Le Théâtre des Champs-Élysées accueille pour deux représentations cette Italienne à Alger venue de Tourcoing où elle a été présentée au mois de mai dernier. Dans son compte-rendu de la création, Laurent Bury soulignait l’élégance de la mise en scène, qui semble s’être évaporée durant son transfert à Paris. En effet aucune idée particulière ne transparaît derrière cette direction d’acteurs convenue, ces gestes stéréotypés, et ces personnages en rang d’oignons face au public durant les ensembles. On a connu Christian Schiaretti plus inspiré. Certes, les décors, sobres et efficaces, ne sont pas désagréables à regarder : en guise de fond de scène une photo géante en noir et blanc qui représente une ville d’Afrique du Nord avec ses remparts et ses minarets, évoque une carte postale des années 50, période où l’action est transposée. Des parois transparentes, sur lesquelles sont peintes des arcades mauresques, également en noir et blanc, que les éclairages de Julia Grand habillent de couleurs, descendent des cintres permettant un changement de lieu à vue, et les costumes, dont le blanc est la couleur dominante, sont tout à fait seyants, en particulier la robe à fleurs printanière d’Elvira.
À la tête de La Grande Écurie et la Chambre du Roy qui fête actuellement son cinquantième anniversaire, Jean-Claude Malgoire propose une battue métronomique aux tempi retenus au point que le premier tableau prend des allures d’opera seria : aucun humour, aucun second degré, pas le moindre clin d’œil dans la façon dont le chef dirige ses interprètes. Il faudra attendre la strette finale du premier acte pour qu’enfin un vent de folie salutaire souffle sur le plateau. Le second acte est un peu plus enlevé, cependant airs et ensembles s’enchaînent sagement dans un rythme régulier que rien ne vient bousculer, si ce n’est quelques couacs au niveau des cuivres. Les choeurs sont impeccables.
© Danielle Pierre
Côté vocal, les clés de fa dominent la distribution, en particulier le Taddeo truculent de Domenico Balzani dont la voix ample et bien projetée est capable de rendre justice aux ornementations qui parsèment sa partie. C’est sans doute l’un des seuls de la troupe à posséder de bout en bout la vis comica rossinienne. A cet égard sa scène du deux, « Ho un gran peso sulla testa » est un modèle d’humour et de drôlerie. Sergio Gallardo campe un Mustafà tout d’une pièce dont la voix de stentor aux graves abyssaux impressionne dès sa première scène « Delle donne l’arroganza ». Il faudra attendre le finale du second acte (« Dei papataci s’avanza il coro ») pour que son personnage devienne réellement désopilant. Quant à Renaud Delaigue, il capte durablement l’attention dans le seul air qui lui est dévolu au point que l’on regrette de ne pas entendre davantage son beau timbre de basse profonde. Et pourtant, il s’agit d’un de ces airs « de sorbet » durant lesquels la concentration du public de l’époque se relâchait et qui étaient parfois de la main d’un compositeur anonyme.
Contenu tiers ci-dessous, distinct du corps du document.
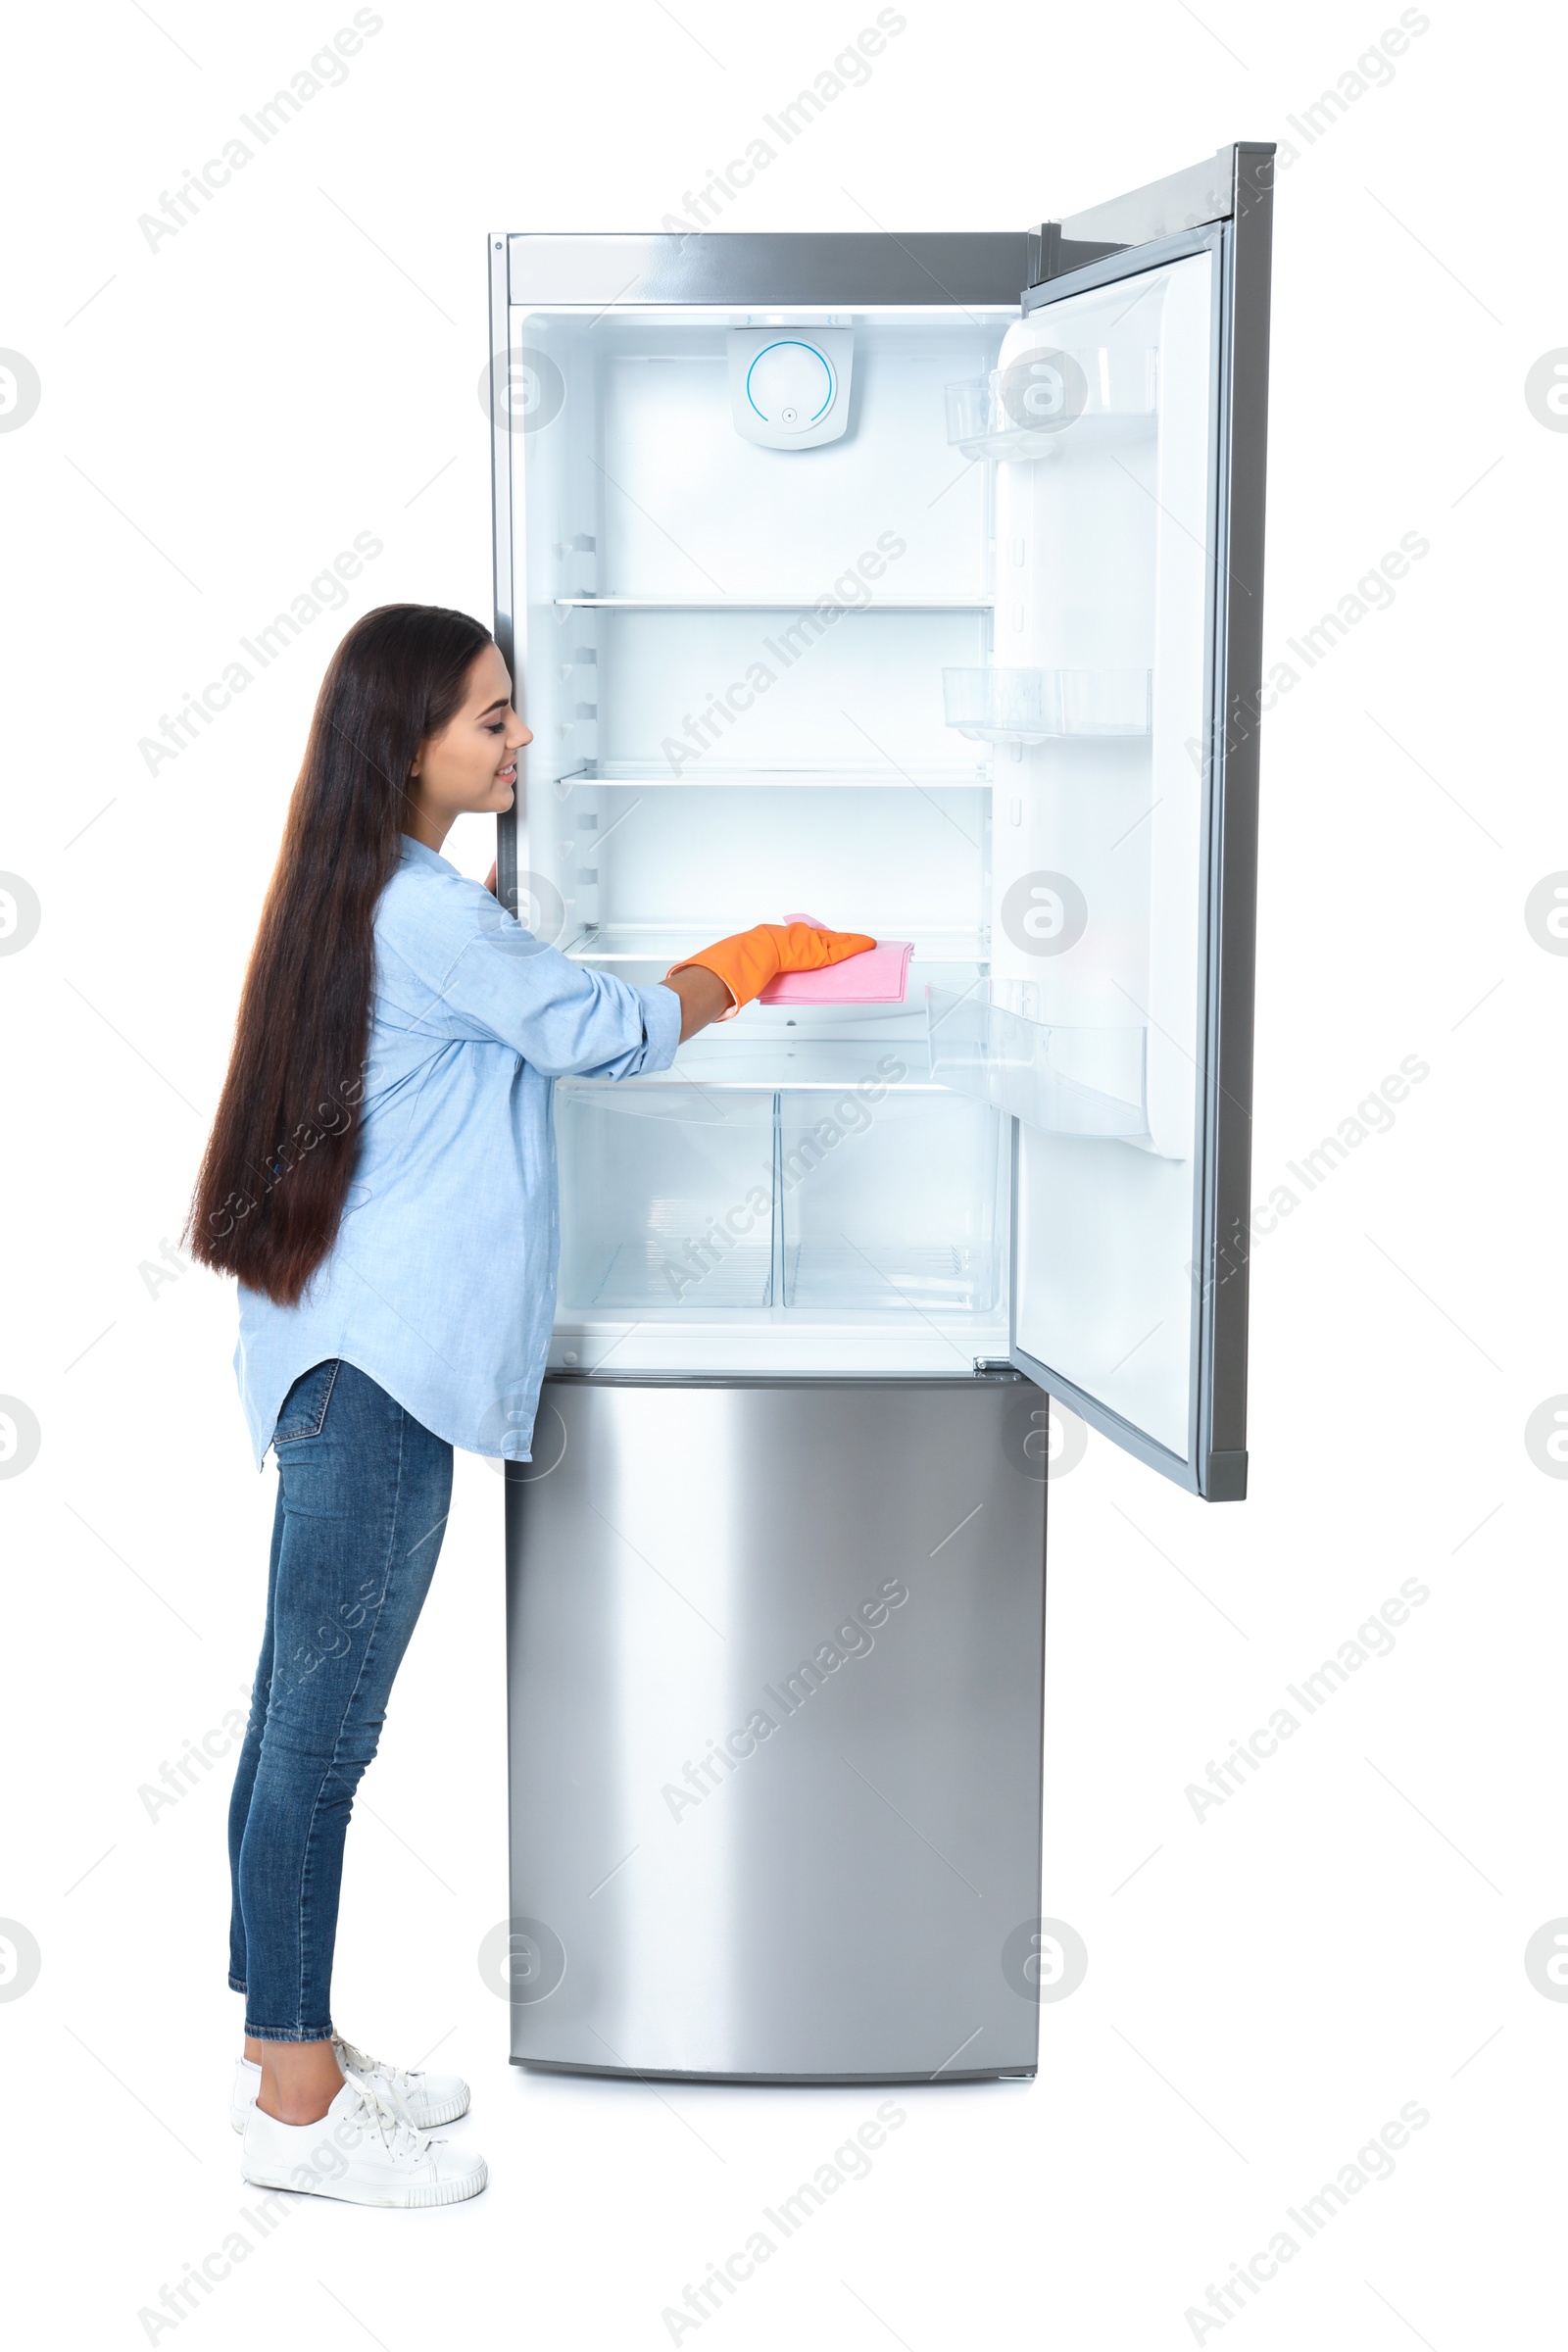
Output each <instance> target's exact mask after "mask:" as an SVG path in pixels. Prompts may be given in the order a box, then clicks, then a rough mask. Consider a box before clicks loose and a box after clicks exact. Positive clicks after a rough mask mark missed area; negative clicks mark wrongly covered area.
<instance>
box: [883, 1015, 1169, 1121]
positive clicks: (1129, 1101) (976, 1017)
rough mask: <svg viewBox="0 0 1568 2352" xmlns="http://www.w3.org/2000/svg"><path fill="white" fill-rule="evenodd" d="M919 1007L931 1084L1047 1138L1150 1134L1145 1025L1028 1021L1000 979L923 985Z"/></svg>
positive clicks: (1148, 1034)
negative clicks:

La soirée commence mal pour Artavazd Sargsyan qui dès son entrée en scène chante « languir per una bella » avec une voix trémulante et des vocalises plus qu’approximatives. Les choses s’arrangent partiellement après l’entracte, le timbre retrouve son assurance mais force est de reconnaître que pour le moment le chant orné ne semble pas être son point fort.
Lidia Vinyes Curtis et Samantha Louis-Jean dont les timbres se marient harmonieusement, tirent habilement leur épingle du jeu dans les rôles épisodiques d’Elvira et de Zulma.
Enfin, Anna Reinhold qui fut il y a peu une Cybèle remarquée dans Atys aborde Isabella avec une voix homogène, des graves sonores et une virtuosité sans faille. Dans sa cavatine du premier acte « Cruda sorte » et plus encore dans son duo avec Taddeo, elle incarne davantage une soubrette mutine qu’une femme de tête rouée, mais après tout on peut concevoir le rôle ainsi. On oubliera un certain manque de volume et d’aplomb dans le rondo « Pensa a la patria » pour garder en mémoire sa science du legato et des nuances dans le délicieux « Per lui che adoro ».